Al Qaeda claims it carried out Saudi bombing

Saudi officials convinced terror group now targeting Muslims

Al Qaeda claimed responsibility for last weekend's deadly bombing of a neighborhood in Riyadh, Saudi Arabia, according to a statement posted on the terrorist network's Web site.

Saudi officials had initially blamed al Qaeda for Saturday's blast, which killed 17 people and wounded 122. The victims were mostly Arabs. Five of them were children.

In the lengthy statement, al Qaeda disputed that, claiming the compound was rented by employees of the FBI and that several of the victims were American, French and German. It also denied that a large number of children died, unless there was a nursery on site.

The statement claimed more than 55 people were killed in the blast, including 30 Saudi security forces.

A man in Saudi custody told investigators that al Qaeda made a mistake -- that it believed it was targeting a neighborhood housing Americans and didn't realize most of the victims would be Arabs, Saudi government sources told CNN.

Two Saudi officials rejected that suggestion.

"If their intent is to kill Americans, it doesn't answer the question as why are they involved in activities in Mecca," said Saudi government spokesman Nail Al-Jubeir.

"Why do they have bomb factories in the holy city of Mecca that only Muslims go to? Why do they have traps in Mecca?"

Nail Al-Jubeir said the attack was not meant as a "symbolic attack" against the royal family: "Their target is humanity."

He also said Saudi authorities have rounded up hundreds of terrorists since triple car bombings killed 23 people plus 12 bombers at three complexes housing Westerners in Riyadh in May. And he said Saudi Arabia has fired 2,000 imams for spreading hate.

"What we are looking at is a group of people that are committed to overthrow the Saudi state, to create an Afghan-type Taliban rule in Saudi Arabia," Nail Al-Jubeir said. "We're not going to have them succeed."

Adel Al-Jubeir, adviser to Crown Prince Abdullah, said he is convinced al Qaeda was purposely attacking fellow Muslims.

He insisted his country has been working to crack down on the terrorist network for years -- even before the attacks in May.

"Al Qaeda is a demonic cult," he said. "It is pure evil."

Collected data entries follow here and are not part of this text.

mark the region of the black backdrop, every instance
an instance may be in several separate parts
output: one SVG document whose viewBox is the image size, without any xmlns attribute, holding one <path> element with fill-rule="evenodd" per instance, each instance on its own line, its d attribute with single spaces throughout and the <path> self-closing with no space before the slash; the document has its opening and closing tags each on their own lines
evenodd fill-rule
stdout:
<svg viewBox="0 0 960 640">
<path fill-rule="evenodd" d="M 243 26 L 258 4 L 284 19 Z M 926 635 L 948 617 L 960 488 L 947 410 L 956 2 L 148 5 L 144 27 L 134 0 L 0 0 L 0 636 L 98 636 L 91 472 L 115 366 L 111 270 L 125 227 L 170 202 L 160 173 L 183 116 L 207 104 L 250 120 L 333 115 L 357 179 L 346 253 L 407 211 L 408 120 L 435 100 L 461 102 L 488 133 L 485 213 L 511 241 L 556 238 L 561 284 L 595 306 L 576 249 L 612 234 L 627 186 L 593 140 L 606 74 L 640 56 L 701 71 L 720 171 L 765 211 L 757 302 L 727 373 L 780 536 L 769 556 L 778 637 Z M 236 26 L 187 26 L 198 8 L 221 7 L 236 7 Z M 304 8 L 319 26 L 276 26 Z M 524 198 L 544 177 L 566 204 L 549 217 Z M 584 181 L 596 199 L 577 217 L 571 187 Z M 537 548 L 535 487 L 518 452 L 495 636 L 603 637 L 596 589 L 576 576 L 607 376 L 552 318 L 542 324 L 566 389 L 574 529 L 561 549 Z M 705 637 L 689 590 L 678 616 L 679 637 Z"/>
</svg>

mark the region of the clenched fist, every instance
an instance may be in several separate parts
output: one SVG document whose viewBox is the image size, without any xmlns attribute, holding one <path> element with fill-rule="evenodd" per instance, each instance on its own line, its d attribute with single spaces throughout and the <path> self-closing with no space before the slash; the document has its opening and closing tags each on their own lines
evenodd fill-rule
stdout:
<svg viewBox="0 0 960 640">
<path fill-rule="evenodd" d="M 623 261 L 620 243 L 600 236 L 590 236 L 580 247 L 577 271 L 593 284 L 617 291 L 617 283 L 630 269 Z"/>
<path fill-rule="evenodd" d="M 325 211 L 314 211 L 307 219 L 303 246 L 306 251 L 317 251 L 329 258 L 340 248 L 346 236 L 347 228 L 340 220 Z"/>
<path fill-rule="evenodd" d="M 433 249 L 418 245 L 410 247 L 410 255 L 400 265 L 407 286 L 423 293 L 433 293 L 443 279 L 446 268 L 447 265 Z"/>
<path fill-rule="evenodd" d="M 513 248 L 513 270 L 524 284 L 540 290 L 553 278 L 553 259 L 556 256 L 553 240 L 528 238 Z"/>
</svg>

The group looks for justification in causes, Adel Al-Jubeir said, citing al Qaeda's complaints about the Soviet presence in Afghanistan in the 1980s, the U.S. military presence in Saudi Arabia in the 1990s, and its recent talk about Palestinians and Iraqis.

"I wouldn't be surprised if they take up the cause of saving the whales," he said.

"They will not succeed," Adel Al-Jubeir said. "They don't have the legitimacy. They don't have the popular support. They don't have the resources. We intend to confront them, we intend to crush them, and we intend to rid our country of this evil."

Al Qaeda leader Osama bin Laden, he said, "wants us to turn off the electricity. He wants us to cut relations with every country in the world. He wants us to go back to live in cages. It's not going to happen."

The U.S. State Department also said it believes bin Laden's al Qaeda network was behind Saturday's attack in Riyadh.

Al Qaeda has long opposed the Saudi royal family and has repeatedly called on Muslims to reject Saudi leadership.